Lady Drury's Closet (also known as the Hawstead Panels) is a series of painted wooden panels of early 17th-century date, currently installed in the room over the porch of Christchurch Mansion in Ipswich, Suffolk, England.
They originally decorated a so-called painted closet, about 7 feet square, adjacent to a bedroom in Hawstead Place, near Bury St Edmunds. It is believed they were made for the private devotions of Lady Elizabeth Drury, wife of Sir Roger Drury of Hawstead and Hardwick, who died in 1615. They were removed to Hardwick House, Suffolk, probably by Sir Roger, before 1615; and when the Hardwick House contents were sold in 1924, they were purchased for and installed in Christchurch Mansion when it had already become the home of the Fine and Decorative Arts collections of the Ipswich Museum.

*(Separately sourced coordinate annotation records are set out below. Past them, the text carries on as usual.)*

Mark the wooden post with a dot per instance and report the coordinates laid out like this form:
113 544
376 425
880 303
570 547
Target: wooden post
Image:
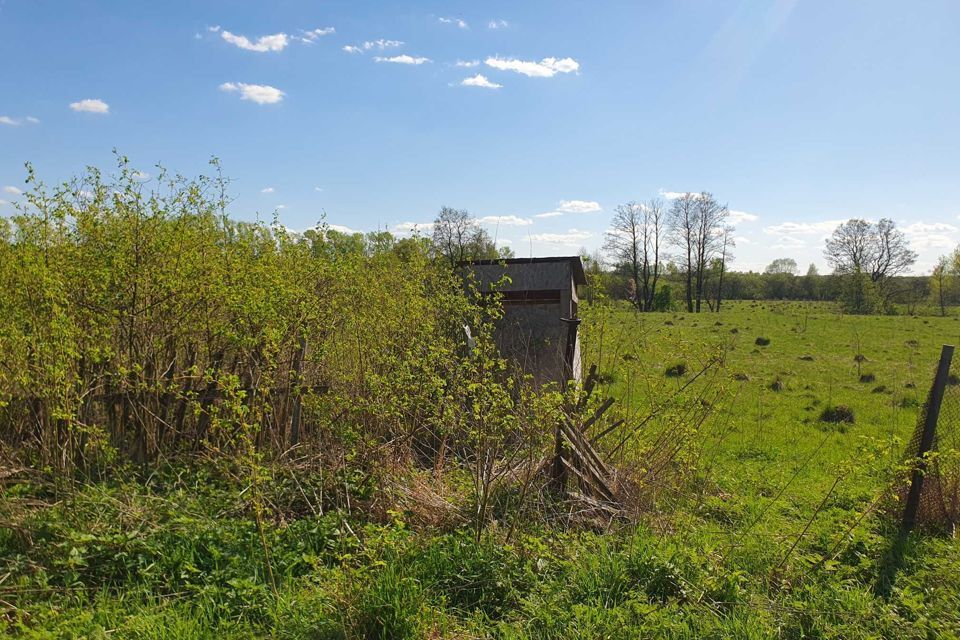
926 438
559 472
297 392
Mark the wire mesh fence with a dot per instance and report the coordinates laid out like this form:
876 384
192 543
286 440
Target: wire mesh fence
932 497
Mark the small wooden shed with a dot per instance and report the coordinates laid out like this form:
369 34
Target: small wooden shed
538 330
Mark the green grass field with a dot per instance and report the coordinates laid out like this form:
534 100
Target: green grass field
779 535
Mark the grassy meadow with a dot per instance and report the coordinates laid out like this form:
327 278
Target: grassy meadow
778 533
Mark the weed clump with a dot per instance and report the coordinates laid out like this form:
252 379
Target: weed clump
676 370
837 414
908 403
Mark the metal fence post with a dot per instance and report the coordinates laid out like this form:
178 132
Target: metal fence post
926 439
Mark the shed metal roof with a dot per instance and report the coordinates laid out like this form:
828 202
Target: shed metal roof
576 264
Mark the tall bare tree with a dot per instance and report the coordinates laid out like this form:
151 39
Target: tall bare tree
457 237
726 244
634 242
683 226
862 248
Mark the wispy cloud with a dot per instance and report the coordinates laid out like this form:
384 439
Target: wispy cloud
457 21
413 227
572 238
480 80
402 59
16 122
578 206
740 217
506 221
258 93
310 37
546 68
91 105
263 44
936 235
571 206
370 45
796 235
673 195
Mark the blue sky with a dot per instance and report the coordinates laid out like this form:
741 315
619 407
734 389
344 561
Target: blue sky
798 114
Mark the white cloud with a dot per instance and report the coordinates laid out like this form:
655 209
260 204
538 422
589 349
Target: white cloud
457 21
796 235
413 227
479 80
91 105
738 217
546 68
275 42
824 228
309 37
924 227
578 206
506 221
673 195
571 206
938 235
402 59
259 93
572 238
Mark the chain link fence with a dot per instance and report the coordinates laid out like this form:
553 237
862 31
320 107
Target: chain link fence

The panels contain a series of emblems of the kind associated with emblem books—images fashionable throughout Europe for private religious meditation in that age. The original sequence of the emblems has become muddled. In addition to their importance for the study of emblems in general, they are significant because the Drurys were patrons of the poet and divine John Donne, two of whose elegies were written following the death in 1610 of their daughter Elizabeth Drury—namely, An Anatomy of the World and The Second Anniversarie of the Progresse of the Soule. The epigrammatic and verbally or visually paradoxical themes of the paintings are, however, linked more directly to the themes and techniques of meditation developed in the writings and sermons of the preacher Joseph Hall, who was chaplain and spiritual advisor to Lady Drury at Hawstead.